Passively Not Performing
These kids sit in class (when they are there) and do absolutely nothing. Before I got to the Bronx these were the biggest "problem children" I had to deal with. No matter what you do, how you differentiate, modify assignments, give them something that any other student would find at least mildly interesting, they continue to sit and stare. When major assessments come around they oftentimes simply fail to show up and rarely complete them. To be honest, I think that social promotion has produced many of these students over the past number of years (how many I cannot say, as I'm still pretty new to this)- students know they'll be passed and therefore know that if they just sit tight and ride it out they'll be given a pretty easy option to "pass" at some point and them join their classmates in the fall in the next grade.

The Absent
These are students that simply are not there. For one reason or another their attendance is abysmal- sometimes far less than half of the school days in a year. Need I say more about why they don't do their jobs? I have a student on my roster this year who has been present less than five times. See my post on Grades in NYC for how he's still been awarded forty-seven percent of the possible percentage points in my class.

Perhaps it’s not that simple, but I hardly cringe at the students’ individual inability to perform academically- I wince at their inability to stop talking, listen to directions and then carry those directions out. A benefit to this simplification is that it does put it in terms that 99% of students can understand. By the time students come to me in the eighth grade, the vast majority of them know how to act appropriately in school, around adults, etc.
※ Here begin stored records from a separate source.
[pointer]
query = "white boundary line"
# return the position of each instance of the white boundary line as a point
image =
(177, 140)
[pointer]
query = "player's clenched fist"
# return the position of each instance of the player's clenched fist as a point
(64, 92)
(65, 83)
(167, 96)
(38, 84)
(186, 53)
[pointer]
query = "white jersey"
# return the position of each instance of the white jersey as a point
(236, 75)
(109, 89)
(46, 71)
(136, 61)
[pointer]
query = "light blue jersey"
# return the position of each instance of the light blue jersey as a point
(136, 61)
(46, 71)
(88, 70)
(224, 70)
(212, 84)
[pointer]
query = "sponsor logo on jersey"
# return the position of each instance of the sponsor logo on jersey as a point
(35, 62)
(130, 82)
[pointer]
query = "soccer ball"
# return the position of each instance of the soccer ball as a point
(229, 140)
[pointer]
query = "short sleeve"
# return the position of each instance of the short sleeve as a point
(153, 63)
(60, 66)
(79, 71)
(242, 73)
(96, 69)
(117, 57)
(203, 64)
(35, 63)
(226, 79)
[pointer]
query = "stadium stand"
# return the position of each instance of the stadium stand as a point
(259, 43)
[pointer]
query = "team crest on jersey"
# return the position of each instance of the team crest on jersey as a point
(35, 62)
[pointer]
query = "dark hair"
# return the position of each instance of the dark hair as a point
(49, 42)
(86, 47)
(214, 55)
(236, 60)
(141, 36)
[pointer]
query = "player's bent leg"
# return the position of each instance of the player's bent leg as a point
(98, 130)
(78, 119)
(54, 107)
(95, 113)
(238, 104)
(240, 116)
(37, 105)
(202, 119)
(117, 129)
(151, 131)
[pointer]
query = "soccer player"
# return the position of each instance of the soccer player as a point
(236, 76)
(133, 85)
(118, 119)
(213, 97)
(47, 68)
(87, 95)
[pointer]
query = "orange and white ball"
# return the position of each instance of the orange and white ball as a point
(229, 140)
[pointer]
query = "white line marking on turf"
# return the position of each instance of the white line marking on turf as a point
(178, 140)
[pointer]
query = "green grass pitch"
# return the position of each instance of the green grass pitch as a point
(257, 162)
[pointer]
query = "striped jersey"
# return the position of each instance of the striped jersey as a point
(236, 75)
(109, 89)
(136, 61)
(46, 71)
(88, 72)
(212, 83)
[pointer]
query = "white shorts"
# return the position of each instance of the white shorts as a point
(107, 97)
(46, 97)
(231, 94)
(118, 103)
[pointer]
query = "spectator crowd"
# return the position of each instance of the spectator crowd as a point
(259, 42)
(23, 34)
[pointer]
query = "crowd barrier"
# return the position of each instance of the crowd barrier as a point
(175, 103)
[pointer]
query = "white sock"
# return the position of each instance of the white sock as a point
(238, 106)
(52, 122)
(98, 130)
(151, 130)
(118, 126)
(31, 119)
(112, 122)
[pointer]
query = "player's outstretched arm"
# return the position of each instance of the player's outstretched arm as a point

We see this happen all the time when their parents come in or when we go on a trip. When they want to, nearly every student can behave and be considerate and be respectful of their peers and teachers for an extended period of time.
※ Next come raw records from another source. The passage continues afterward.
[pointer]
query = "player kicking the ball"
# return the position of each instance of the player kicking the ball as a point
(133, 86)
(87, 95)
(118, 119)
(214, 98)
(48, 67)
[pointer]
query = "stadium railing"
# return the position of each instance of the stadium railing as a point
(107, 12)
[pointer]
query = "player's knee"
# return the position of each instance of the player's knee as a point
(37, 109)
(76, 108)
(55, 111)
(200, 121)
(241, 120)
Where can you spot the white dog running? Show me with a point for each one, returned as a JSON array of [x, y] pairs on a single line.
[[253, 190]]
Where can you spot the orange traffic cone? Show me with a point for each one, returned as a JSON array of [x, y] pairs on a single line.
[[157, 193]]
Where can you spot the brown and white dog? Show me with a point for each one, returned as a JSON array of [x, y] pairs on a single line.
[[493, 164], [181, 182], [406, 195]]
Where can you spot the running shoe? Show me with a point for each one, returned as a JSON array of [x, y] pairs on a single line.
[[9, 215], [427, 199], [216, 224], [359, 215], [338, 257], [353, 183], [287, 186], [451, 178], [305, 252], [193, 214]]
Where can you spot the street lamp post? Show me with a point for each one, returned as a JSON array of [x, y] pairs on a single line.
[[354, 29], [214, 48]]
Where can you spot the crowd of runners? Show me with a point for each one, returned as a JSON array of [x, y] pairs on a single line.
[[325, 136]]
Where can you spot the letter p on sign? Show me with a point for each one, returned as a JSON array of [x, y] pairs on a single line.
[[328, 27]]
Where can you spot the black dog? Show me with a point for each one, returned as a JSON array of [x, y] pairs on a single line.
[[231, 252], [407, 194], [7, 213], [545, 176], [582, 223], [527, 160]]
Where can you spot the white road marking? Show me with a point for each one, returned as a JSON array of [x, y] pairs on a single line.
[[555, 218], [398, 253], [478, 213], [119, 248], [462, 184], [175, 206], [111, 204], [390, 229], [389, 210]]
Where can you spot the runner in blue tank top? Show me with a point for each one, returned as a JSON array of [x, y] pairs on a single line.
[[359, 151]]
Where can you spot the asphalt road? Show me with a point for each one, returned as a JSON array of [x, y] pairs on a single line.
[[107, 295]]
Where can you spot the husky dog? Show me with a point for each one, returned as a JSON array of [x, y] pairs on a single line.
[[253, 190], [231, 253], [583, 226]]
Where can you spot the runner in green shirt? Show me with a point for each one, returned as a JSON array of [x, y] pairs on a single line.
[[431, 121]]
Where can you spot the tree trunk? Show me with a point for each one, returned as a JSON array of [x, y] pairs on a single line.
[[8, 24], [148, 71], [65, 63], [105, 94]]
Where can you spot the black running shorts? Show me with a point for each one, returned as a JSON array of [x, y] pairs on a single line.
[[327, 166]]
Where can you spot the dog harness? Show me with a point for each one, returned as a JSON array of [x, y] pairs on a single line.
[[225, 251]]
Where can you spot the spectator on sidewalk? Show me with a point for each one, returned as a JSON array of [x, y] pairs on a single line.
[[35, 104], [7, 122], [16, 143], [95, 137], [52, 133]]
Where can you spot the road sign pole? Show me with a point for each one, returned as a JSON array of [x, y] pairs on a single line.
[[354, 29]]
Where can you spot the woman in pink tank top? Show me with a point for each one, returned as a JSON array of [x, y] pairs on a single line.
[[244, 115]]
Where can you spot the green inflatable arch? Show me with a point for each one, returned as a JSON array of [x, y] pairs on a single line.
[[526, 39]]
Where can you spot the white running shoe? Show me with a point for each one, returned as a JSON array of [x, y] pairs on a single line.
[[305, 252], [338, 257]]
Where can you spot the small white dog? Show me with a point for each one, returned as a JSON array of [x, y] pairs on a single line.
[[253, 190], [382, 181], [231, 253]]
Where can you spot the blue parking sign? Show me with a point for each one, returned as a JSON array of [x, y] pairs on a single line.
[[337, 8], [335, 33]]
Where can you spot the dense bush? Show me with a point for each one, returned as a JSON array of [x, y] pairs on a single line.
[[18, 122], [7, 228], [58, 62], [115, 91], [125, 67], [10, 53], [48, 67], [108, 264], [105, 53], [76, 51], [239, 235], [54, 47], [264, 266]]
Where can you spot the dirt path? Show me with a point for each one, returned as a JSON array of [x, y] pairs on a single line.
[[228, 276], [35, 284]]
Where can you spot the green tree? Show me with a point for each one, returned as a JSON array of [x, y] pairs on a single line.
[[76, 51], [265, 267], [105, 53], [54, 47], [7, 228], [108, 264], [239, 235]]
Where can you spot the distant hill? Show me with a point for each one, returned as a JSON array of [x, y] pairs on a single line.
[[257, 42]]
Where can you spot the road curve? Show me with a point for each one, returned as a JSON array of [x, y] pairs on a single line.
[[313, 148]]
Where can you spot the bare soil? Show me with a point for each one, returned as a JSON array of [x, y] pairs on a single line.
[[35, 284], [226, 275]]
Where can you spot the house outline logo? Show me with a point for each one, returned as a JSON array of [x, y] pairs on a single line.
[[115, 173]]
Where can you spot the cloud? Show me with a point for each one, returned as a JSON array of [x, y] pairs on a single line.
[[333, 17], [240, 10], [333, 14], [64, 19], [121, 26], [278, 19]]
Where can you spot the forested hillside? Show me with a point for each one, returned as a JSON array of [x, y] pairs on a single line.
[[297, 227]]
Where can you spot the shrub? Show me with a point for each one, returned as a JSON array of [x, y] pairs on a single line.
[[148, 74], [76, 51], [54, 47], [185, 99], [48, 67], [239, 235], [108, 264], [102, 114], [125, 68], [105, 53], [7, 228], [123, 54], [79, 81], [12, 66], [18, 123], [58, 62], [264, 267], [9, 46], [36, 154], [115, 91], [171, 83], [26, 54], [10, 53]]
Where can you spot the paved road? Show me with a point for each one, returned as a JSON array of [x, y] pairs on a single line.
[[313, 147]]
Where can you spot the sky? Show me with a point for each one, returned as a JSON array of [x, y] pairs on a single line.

During my first year in the classroom I had fewer students who did their jobs than those that did not. There were some days in fact that things were so out of hand that I could count on one hand the students who were doing what they were supposed to. That's changed with nearly two years under my belt and a different set of students, but I still walk into class every day looking to support each kind of students as they need to be. For example, the High-Fliers need to always be pushed higher, the Absent need to be encouraged to attend and have their parents called about it, the Aggressives need to be controlled and contained, and the Strugglers need scaffolding, the most clear and concise everything and each and every student needs as much positive adult attention as I can muster.

Today's Wine: The Cabernet by the glass at Gina La Fornarina.


  1. It's funny that you think students know what to do by 8th grade. In high schools, teachers might say they know what to do by 11th grade.

    Kinda makes ya wonder what they're saying in elementary schools--and colleges.

  2. Holy sugar-honey-ice-tea, dude...killing me softly!

    You NAILED it. The only four-letter word I try never to use is "lazy."

    The next question is--are these behaviors hard-wired from the get-go, from early experiences with school, or can students choose change?